Though none of the cases was precisely on point, together they guided the judge to the conclusion that Slep-Tone’s claim was untenable.  Slep-Tone alleged facts tending to establish that its tracks were derivative works created based on underlying works, and that defendants’ hard drive contained unlicensed, unauthorized copies thereof.  The allegations, if true, established unauthorized reproduction and public performance; it was outside the scope of the pleadings to speculate about why Slep-Tone didn’t sue for copyright infringement.

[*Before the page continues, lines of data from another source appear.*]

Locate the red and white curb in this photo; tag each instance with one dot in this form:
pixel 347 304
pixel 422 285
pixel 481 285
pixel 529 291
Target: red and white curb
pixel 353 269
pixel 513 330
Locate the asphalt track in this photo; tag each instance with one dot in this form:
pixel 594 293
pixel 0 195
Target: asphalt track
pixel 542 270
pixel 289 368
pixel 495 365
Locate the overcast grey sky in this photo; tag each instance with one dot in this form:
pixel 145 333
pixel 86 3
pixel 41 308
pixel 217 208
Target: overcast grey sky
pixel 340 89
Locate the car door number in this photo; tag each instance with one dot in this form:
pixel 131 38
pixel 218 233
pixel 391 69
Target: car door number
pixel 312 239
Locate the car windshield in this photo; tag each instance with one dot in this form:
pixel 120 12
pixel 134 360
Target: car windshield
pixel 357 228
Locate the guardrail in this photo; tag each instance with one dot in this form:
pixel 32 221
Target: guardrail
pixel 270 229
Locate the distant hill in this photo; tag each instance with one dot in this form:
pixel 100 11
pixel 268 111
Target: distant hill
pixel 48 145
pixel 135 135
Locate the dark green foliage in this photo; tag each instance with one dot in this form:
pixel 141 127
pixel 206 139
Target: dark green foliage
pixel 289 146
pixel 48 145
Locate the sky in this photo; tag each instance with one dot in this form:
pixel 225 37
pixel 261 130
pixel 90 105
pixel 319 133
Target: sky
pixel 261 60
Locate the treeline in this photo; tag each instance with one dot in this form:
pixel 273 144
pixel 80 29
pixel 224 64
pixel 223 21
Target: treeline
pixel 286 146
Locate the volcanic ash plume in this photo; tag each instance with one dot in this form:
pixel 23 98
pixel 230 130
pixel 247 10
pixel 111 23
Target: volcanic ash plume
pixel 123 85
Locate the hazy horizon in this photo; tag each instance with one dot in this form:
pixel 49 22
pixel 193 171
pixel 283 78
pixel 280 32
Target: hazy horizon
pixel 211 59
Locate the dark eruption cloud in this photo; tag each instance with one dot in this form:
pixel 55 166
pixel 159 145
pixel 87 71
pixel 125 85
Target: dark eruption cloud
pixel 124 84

The question was whether calling defendants’ conduct trademark infringement would “impermissibly intrude on the exclusive bailiwick of copyright law.”  It would.  Under Smith, the presence of Slep-Tone’s marks at the beginning of a track, and the display of its trade dress, “is not calculated to cause consumer confusion but rather performs the entirely appropriate function of conectly identifying the provenance of the tracks.” Under Dastar and Comedy III, it would infringe to sell CDs labeled with Slep-Tone’s marks or advertised Canton Phoenix as offering “Sound Choice” karaoke services. But copying or publicly performing the tracks doesn’t infringe.

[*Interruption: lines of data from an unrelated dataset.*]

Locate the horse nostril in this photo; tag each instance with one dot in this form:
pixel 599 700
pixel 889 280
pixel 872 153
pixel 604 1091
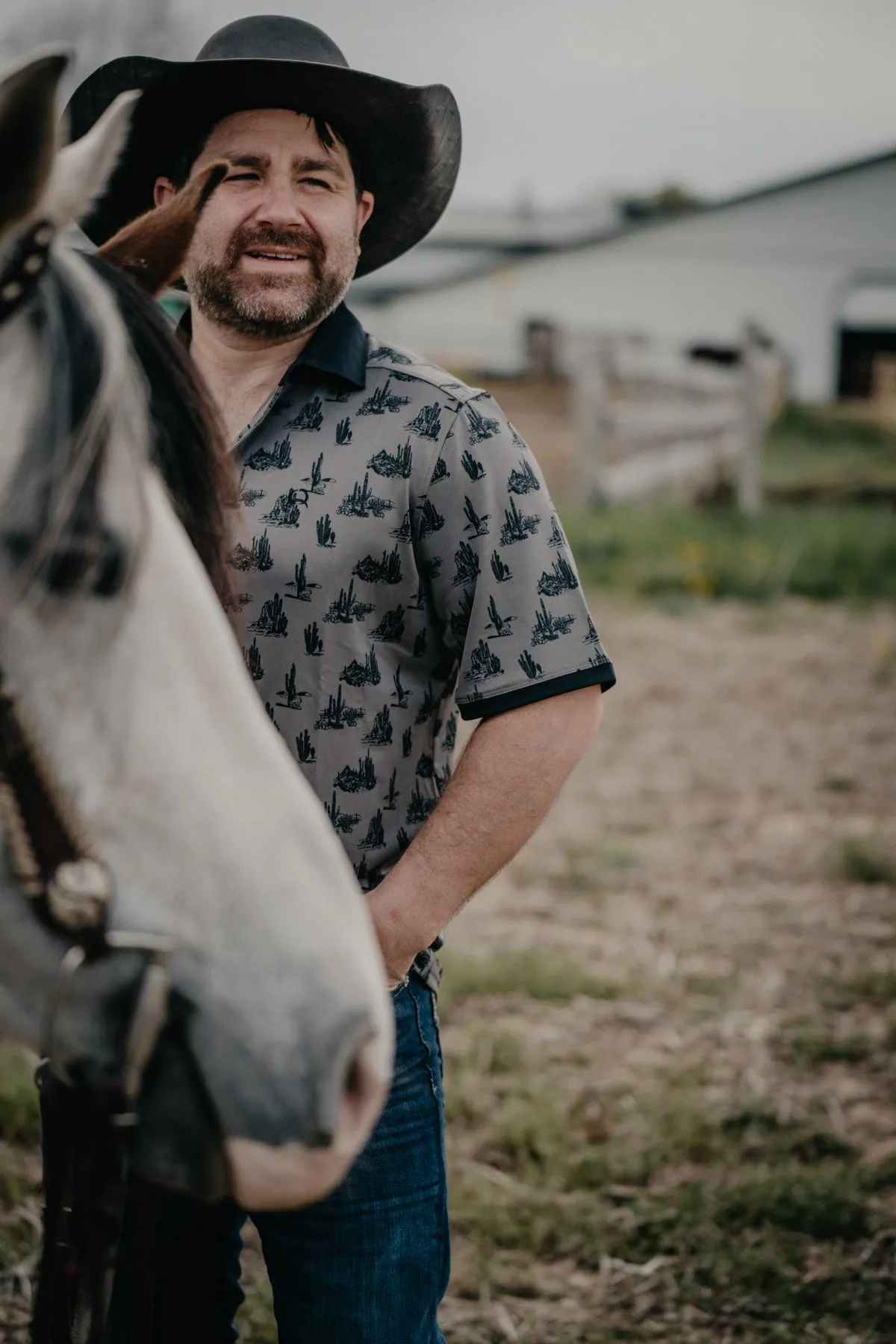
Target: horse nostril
pixel 363 1090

In a footnote, the judge noted that other opinions had disagreed on the theory that Slep-Tone wasn’t seeking to protect its “intellectual content” but rather to prevent an unauthorized third party from using Slep-Tone’s marks to create the impression that it was Slep-Tone’s licensee. [The problem with that, of course, is that Slep-Tone has embedded its marks in expressive works.  The “use” is the copying.]

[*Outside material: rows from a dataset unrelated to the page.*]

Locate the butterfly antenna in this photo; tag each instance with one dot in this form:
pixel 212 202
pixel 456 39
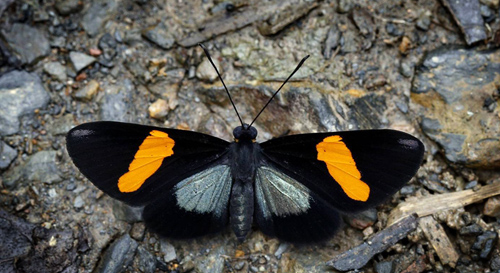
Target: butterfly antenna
pixel 227 91
pixel 275 93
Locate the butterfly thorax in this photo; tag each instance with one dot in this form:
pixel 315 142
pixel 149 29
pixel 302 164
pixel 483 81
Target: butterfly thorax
pixel 244 158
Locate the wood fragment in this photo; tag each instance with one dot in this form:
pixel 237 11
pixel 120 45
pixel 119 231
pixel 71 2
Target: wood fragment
pixel 357 257
pixel 439 240
pixel 428 205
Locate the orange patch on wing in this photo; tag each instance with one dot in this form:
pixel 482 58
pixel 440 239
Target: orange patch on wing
pixel 341 166
pixel 148 159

Ultimately, “a trademark holder may not rely upon trademark law to safeguard rights available only under the Copyright Act.”  And here the judge offers a fantastic example:

[B]ecause the 1925 silent film The Phantom of the Opera is in the public domain, it is uncontroversial that it may be performed publicly, including for the purpose of commercial gain, and that copies of the 1925 public-domain version of the film (as opposed to more recent re-edits which may be subject to copyright as derivative works) may be (and routinely are) packaged under a new label and sold to the public for commercial benefit.  The fact that the public-domain film opens and closes with Universal Studios' registered and still­enforceable trademarks is no obstacle to either public performance or sale of the public-domain film, so long as the packaging or labeling of the medium in which the copy is fixed does not bear the Universal Studios trademark or any information likely to confuse consumers as to whether the repackaged copy is a Universal Studios product. 

Defendants’ alleged conduct was no different.  Slep-Tone’s remedies would sound exclusively in copyright. 

The judge also recommended dismissal of Slep-Tone’s state law claims on the merits, not just for lack of federal subject-matter jurisdiction.  The state law claims would stand or fall with the Lanham Act claims.  For state statutory trademark infringement, defendants’ use of the marks wasn’t “in connection with” sale, distribution, offer for sale or advertisement of goods or services, but rather was in connection with public performance of the karaoke tracks.  [Use as a mark can be used as spackle to solve complicated trademark problems!]  The fact that defendants allegedly derived economic benefit from the performance isn’t enough to create a sale, distribution, offer for sale, or advertisement.  Likewise, Oregon common law requires competition, and defendants don’t compete with Slep-Tone in  the production, marketing, or sale of karaoke CDs, nor would the presence of Slep-Tone’s marks suggest that the tracks were defendants’ products.